Let’s begin at the beginning, with Georges-Louis Leclerc, Comte de Buffon.
Buffon was the world’s most respected zoologist and botanist during the reigns of the French monarchs Louis XV and XVI. He was something of a sycophant, a sometimes slipshod scientist, and a protege of Louis XV’s supremely influential mistress, Madame Pompadour.
At the wishes of his royal masters, Buffon stocked the park at Versailles with wild animals. He restored and expanded the Jardin des Plantes on the Left Bank in Paris. And with the confidence that goes with being a favorite of kings, he embarked upon writing a comprehensive natural history of the world.

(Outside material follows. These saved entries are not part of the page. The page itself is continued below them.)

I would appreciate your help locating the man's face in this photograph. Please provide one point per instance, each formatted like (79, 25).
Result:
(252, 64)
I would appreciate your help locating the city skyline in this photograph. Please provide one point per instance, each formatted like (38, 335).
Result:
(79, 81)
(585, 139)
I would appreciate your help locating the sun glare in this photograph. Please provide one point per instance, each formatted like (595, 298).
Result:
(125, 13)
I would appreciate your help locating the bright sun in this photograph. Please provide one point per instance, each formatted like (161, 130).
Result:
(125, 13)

In that work Buffon expressed the pontifical opinion that native animals of the New World are smaller than those of Europe, that there are fewer species of animals in America, and that domesticated species degenerated upon crossing the Atlantic. Even American Indians shared this diminutive tendency, wrote Buffon, possessing “small organs of generation” and “little sexual capacity.”

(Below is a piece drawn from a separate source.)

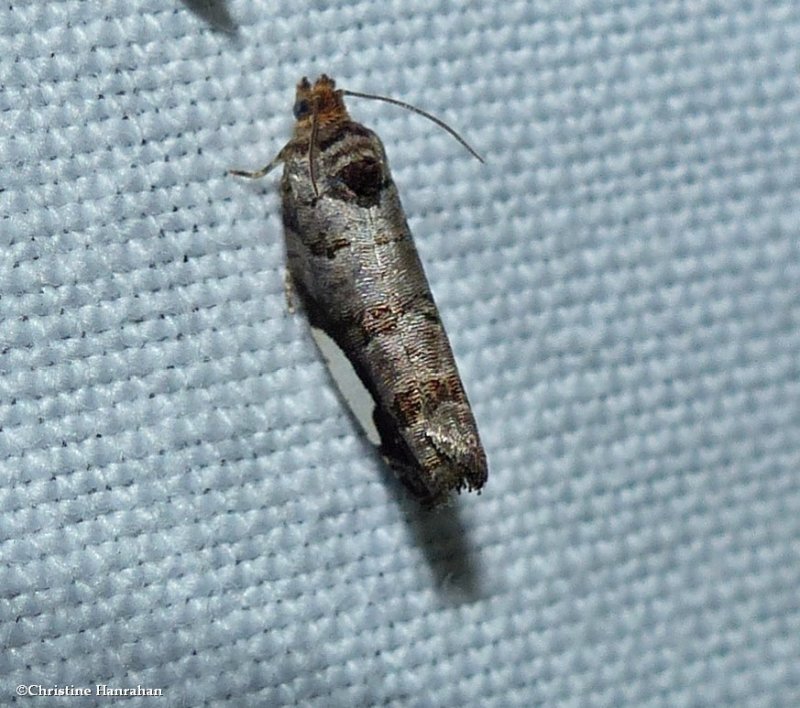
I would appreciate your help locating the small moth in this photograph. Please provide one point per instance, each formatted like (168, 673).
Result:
(353, 266)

On his mountain top in Virginia, Thomas Jefferson read these opinions with outrage. “Ours are bigger than yours,” he wanted to shout across the Atlantic to the famous scientist on the other side. A comparative braggadocio had begun, as among schoolboys in the playground.

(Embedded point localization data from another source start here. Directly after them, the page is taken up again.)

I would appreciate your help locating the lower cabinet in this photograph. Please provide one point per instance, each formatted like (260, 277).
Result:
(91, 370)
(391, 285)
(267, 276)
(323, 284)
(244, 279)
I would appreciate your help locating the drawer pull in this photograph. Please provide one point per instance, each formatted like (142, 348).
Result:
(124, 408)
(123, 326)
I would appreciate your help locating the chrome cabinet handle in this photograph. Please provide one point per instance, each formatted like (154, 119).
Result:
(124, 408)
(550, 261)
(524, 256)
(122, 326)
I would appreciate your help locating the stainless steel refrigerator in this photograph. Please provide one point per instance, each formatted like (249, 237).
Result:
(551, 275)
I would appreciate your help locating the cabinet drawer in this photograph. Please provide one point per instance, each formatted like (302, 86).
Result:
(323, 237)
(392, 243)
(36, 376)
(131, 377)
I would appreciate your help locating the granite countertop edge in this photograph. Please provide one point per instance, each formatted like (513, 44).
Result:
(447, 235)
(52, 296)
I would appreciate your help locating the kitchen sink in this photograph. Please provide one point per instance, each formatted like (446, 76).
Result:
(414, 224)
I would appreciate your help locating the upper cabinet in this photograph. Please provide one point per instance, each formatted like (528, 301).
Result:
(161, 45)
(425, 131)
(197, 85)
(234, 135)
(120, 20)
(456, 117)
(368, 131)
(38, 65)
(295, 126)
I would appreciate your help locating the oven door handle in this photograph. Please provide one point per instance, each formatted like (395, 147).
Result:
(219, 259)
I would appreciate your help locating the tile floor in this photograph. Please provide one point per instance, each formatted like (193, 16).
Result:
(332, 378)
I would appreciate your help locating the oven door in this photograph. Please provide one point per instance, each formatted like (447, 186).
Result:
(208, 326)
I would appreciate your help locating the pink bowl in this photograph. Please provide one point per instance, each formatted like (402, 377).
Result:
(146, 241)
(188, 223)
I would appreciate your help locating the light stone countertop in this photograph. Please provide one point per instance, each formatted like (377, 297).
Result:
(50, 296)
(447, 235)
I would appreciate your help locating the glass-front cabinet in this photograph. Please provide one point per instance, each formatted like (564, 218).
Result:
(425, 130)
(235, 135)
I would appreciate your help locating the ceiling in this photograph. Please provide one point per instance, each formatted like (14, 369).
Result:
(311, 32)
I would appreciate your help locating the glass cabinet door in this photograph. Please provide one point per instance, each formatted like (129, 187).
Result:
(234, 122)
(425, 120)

In his Notes on the State of Virginia, Jefferson went to great lengths to refute his rival. He compiled weights of North American and European species in an attempt to show that New World animals are bigger, more varied, best. None of this had any effect upon Buffon, but it undoubtedly made Jefferson feel better.
Jefferson was not alone in being offended by Buffon’s blatant chauvinism. Buffon’s name was a favorite target for denunciations at Fourth of July celebrations throughout the young republic.
In 1784 Jefferson was appointed minister to France. He traveled via Boston, where he purchased an enormous panther skin with which to regale the eminent French naturalist. When at last the two men met at Buffon’s home in the Jardin des Plantes, Jefferson offered his friendship and his statistics.
Buffon was unfazed. He took down a copy of his latest work from the shelf and said to Jefferson, “When Mr. Jefferson shall have read this, he will be perfectly satisfied that I am right.” Jefferson thereupon produced his panther skin, momentarily confounding his adversary.
Now Jefferson waited to deliver the coup de grace.
While still in America, he had asked John Sullivan, Governor of New Hampshire, to capture a moose, the biggest that could be found, prepare it for stuffing, and ship it to Paris. Carte blanche.
The governor’s agent “sallied forth with his forces” into the snowy wilderness of Vermont, where he killed “with difficulty” a moose. It took two weeks to remove the animal from the forest, a task that required building a 20-mile road to the nearest settlement.
By the time the moose reached Sullivan it was already in a state of putrefaction. The governor set about having the moose cleaned and prepared for shipment, a job (as he wrote Jefferson) “such as was never before attempted.”
The moose’s antlers were apparently unimpressive, but Sullivan sent along the horns of a deer, an elk, and a caribou. “They are not the horns of this moose,” he wrote, adding — with a certain lack of scientific scruples — “but they may be fixed on at pleasure.”
Sullivan’s bill arrived in Paris before the moose. Jefferson had expected that an animal could be obtained from some hunter for a pound or two, to which might be added a few pounds for shipment. To his astonishment and dismay, Sullivan’s carefully itemized invoice amounted to 46 pounds sterling. This would be about $4,000 – 5,000 today, a pricey put-down for Buffon.
At last, the moose itself appeared in Paris, in an appalling state of decay. A good part of the hair had fallen out in transit. The carcass probably smelled to high heaven. Jefferson nevertheless sent it on to Buffon, along with the horns of the elk, deer, and caribou, assuring him that all of the specimens were disappointingly small. “The horns of the Deer which accompany these spoils [sic], are not the fifth or sixth part of the weight of some I have seen,” wrote Jefferson in his cover letter, no doubt with red-faced embarrassment.
He toughed it out. Buffon was gracious, but unimpressed. His book went unrevised.
End of story? Soon after the episode of the moose, Buffon died, being granted one of the last royal funerals in Paris. A year later, the Bastille fell, and Buffon’s son took his father’s place under the guillotine.
Jefferson returned to his hilltop in Virginia, apparently satisfied that the issue of diminutive American species had been satisfactorily resolved.
No one knows what became of the moose.